I am learning Bayesian Regression Modeling with Statistical Rethinking.
I want to try to write stancode from now on to learn some basics there and I think it is better than e.g. using the formula as you can do in brms because you have to specify everything explicitly.
However, I love the brms package and have my workflow with that. Is there a way to give brms just the stan file instead of the formula and fit the model? I know that is possible with rstan but I think brms has some functions that do not work with rstan that were part of my workflow.
If you have alternative options about how I should learn stan, feel free to suggest. My idea was to just now write those models that I can understand in stan and use brms with that.
brms provides its extra functionality by controlling how the models are written, so I don’t think there’s any way to feed a plain Stan model to brms and get the features out.
But what were those functions? Maybe there’s another way to solve this.

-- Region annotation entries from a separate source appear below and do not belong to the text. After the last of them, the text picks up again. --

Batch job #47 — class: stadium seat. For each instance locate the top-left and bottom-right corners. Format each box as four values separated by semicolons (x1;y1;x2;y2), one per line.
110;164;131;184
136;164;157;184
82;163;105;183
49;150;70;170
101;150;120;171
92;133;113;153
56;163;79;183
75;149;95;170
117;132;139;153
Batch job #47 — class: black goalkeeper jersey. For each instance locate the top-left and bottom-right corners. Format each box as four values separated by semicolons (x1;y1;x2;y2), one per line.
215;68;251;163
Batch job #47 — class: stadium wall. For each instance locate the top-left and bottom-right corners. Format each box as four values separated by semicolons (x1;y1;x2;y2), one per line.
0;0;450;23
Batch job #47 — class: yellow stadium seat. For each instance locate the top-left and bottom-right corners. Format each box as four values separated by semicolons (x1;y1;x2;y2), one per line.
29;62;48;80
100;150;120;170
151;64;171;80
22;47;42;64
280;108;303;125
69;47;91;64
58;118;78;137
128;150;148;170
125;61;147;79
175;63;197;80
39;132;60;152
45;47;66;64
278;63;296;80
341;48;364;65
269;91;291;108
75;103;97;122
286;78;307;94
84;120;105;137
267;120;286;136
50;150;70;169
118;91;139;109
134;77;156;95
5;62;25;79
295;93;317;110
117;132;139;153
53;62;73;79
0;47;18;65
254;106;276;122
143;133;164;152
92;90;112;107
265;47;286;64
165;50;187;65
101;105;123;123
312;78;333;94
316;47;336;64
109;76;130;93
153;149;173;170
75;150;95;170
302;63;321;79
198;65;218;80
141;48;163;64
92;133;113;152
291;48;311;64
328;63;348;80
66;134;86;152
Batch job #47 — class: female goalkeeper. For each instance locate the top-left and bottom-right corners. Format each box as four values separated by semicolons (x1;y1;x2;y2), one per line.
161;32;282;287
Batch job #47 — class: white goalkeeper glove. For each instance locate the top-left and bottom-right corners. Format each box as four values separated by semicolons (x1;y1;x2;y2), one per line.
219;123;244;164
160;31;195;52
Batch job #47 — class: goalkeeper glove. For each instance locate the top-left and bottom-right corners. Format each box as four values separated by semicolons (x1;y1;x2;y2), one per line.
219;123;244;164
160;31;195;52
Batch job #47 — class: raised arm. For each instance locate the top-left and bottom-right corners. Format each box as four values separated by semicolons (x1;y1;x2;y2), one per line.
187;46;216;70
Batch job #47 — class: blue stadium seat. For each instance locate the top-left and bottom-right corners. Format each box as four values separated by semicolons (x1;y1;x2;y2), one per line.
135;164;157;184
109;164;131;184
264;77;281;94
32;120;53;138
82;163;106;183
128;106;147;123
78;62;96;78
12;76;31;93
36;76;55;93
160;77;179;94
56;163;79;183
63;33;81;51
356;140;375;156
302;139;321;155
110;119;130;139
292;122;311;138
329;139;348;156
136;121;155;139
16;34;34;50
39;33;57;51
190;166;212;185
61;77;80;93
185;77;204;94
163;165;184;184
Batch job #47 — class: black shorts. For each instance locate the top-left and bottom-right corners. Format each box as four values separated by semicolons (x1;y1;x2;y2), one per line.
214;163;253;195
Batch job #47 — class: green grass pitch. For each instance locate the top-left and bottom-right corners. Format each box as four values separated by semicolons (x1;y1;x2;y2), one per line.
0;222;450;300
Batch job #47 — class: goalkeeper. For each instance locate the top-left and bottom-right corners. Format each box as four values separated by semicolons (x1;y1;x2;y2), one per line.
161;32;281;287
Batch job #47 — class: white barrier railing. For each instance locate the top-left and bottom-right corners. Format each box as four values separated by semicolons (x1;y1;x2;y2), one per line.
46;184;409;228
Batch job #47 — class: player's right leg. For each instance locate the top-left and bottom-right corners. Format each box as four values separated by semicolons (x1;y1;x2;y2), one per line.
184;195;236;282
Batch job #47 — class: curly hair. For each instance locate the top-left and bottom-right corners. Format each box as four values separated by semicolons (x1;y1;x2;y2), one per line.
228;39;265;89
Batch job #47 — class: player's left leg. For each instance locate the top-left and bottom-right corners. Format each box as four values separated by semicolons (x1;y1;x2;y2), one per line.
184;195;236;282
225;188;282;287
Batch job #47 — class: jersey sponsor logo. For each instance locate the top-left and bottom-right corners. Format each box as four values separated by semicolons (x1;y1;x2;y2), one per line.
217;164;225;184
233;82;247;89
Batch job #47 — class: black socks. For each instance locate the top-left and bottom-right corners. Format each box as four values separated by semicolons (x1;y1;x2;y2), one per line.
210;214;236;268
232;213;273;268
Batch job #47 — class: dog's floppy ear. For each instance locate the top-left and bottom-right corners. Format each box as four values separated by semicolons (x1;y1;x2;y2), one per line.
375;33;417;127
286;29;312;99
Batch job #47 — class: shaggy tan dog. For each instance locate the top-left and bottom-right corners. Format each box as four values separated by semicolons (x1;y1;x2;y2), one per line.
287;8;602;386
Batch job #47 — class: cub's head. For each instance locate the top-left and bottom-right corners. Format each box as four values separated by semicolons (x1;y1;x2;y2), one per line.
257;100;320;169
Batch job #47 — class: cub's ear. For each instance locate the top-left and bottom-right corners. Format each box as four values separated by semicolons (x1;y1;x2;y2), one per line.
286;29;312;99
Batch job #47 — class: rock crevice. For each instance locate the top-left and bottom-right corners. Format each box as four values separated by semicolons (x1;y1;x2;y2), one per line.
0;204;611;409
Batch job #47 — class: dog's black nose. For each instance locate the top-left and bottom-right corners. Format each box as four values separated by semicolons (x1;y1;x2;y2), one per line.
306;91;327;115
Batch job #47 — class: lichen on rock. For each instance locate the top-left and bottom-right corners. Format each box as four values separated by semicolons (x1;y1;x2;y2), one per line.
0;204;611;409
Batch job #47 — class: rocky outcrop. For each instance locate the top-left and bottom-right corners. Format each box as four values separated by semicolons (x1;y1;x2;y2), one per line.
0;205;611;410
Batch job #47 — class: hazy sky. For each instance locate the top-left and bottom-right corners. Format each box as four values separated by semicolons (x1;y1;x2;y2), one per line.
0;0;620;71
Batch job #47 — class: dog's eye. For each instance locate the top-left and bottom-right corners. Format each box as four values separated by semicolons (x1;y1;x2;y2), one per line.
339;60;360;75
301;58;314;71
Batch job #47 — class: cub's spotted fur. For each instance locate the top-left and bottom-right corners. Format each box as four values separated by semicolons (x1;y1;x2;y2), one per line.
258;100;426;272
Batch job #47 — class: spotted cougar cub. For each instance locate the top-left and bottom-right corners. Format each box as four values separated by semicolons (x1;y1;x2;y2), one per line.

ok, thanks for letting me know. Yes there are defnitively alternatives. I am talking about extracting posterior samples and creating summaries etc. I had written some functions that used brms functions to achieve this. I will look up the same functions for rstan. Because the (I assume) rstan is the best way to go. Please correct me if I am wrong or there are better/smarter ways in the long run.

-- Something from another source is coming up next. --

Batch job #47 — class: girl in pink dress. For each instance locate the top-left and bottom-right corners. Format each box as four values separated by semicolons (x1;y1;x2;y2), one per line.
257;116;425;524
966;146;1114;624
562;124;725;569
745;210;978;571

I found the posterior package and I found all kinds of new developments that I was unaware of. I assume that for me as an R user cmdstanR is the way to go to be future proof.
What is the easiest way to compute posterior means in “complicated” analysis with many interactions? Or other way to ask: Is there a similar function such as posterior_linpred for cmdstanr or that has been implemented in the posterior package?
For many analyses I could do it manually but it can become cumbersome quickly with increasing complexity.